I want to show that $$\exp(\sum_{n = 1}^{\infty} \frac{t^n}{n}) = \frac{1}{1 - t},$$ for $t \in (-1, 1)$. Using derivatives and fundamental theorem of calculus, I have a basic idea how to proceed.
But is there a way to do this without using integrals?
I know that $\exp x := \sum_{n = 0}^{\infty} \frac{x^n}{n!}$ and also that this power series and its derivatives converge uniformly on bounded intervals.
We should note by the way that the thing you want to prove is valid for $|t|<1$, not for all $t$.
Say $$f(t)=(1-t)\exp\left(\sum_{n=1}^\infty\frac{t^n}{n}\right).$$You want to show that $f(t)=1$ for $|t|<1$. Since $f(0)=1$ you need only show that $f$ is constant.

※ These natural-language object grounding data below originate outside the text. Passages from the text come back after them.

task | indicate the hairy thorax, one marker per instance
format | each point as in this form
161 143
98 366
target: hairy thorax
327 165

In other words, $f'(t)=0$ for $|t|<1$.
Now we do need to assume that the derivative of $\sum_{n=1}^\infty t^n/n$ is $\sum_{n=1}^\infty t^{n-1}=1/(1-t)$. The fact that you can differentiate that infinite sum term by term is not quite trivial, but it sounds like it's something that's allowed here. Given that, just go ahead and differentiate $f$ using the product rule and the chain rule; $f'=0$ falls out.